Page 12                                             Winter 1987-88

On the Symbolism of Juggling

 

The Moral and Cosmological Implications of the Mastery of Falling Objects

 

by Arthur Chandler

 

According to the Random House Dictionary, to juggle is "to keep several objects, such as balls, in motion in the air simultaneously by tossing and catching." It also means, says the same source, "to manipulate in order to deceive, as by trickery."

 

Other dictionaries and encyclopedias say much the same thing: "The dexterous manipulation of objects" as well as "the action of a person who tries to do something dishonest, especially with money."  Dexterity and dishonesty, virtuosity and vice - our culture has always both  admired and distrusted this most ancient art.   

 

For centuries, the light-spirited juggler has usually been considered a harmless entertainer, a kind of jester (the Latin term "joculator" is the root word of "juggler" and "jester") who performed before kings or crowds for enjoyment and patronage. Some moralists considered the juggler's occupation trivial, a squandering of precious time on frivolity. But there is nothing in the simple tossing and catching process that harms others; and so the  moralist's wrath rarely descends on the juggler.

 

But one can excel in "the dexterous manipulation of objects" with other motives than simple enjoyment or the honest desire to earn a living by showmanship. Throughout history, the more aggressive juggler appears as the shell game con-artist.
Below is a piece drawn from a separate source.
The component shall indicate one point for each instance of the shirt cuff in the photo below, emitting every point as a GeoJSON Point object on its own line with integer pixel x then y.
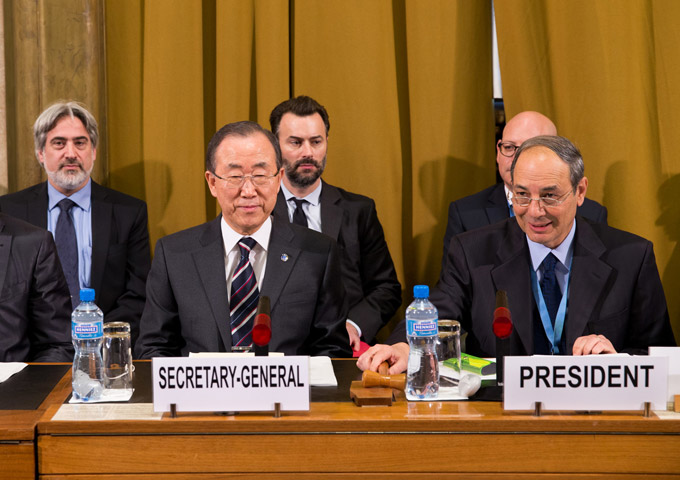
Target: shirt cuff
{"type": "Point", "coordinates": [355, 326]}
Success at the shell game depends on the juggler's ability to fool the eye and place bets with the suckers who foolishly believe in their ability to follow the sleight-of-hand. In this sport  - for the shell game is a gambling sport of hands versus eyes - the juggler uses deft moves not to amaze and delight, but to deceive.

 

The juggler could become something even more maligned than the fast - handed trickster or the larcenous businessman. The famed 11th edition of the "Encyclopedia Britannica" (1910-11) states that "the juggler is practically synonymous with conjurer."

 

In this incarnation, the juggler may still be seen as the charlatan, brother to the shell shifter, amazing the locals with flash and smoke in order to pick pockets. But the epithet "conjurer" carries another more sinister meaning. In the secrecy of a study, with "spells of waving arms and woven paces," the conjurer-juggler becomes the sorcerer who attempts to draw forth elemental powers and make them obey.

 

Like the bookkeeper and the ball tosser, the conjurer strives for dynamic balance: a controlled equilibrium of forces achieved by dexterous manipulation. During the Middle Ages and the Renaissance - from the time of Roger Bacon (13th century) to the semi-legendary Doctor Johannes Faustus (1480-1540), the conjurer was a

figure of fear and ridicule, respect and suspicion. At the very least, conjurers were suspected of con-artistry and duplicity; at worst, of tampering with forbidden powers and bartering their souls to the devil.

 

As this brand of juggler delves deeper into the labyrinth of this subterranean branch of the art, balls are replaced by drops of mercury, throwing clubs by the centrifuge, the public stage by a private laboratory of alemhics where.the juggler­sorcerer struggles with what even the most carefree ball tosser must confront: gravity,  entropy, the universal tendency towards decline into stasis and chaos.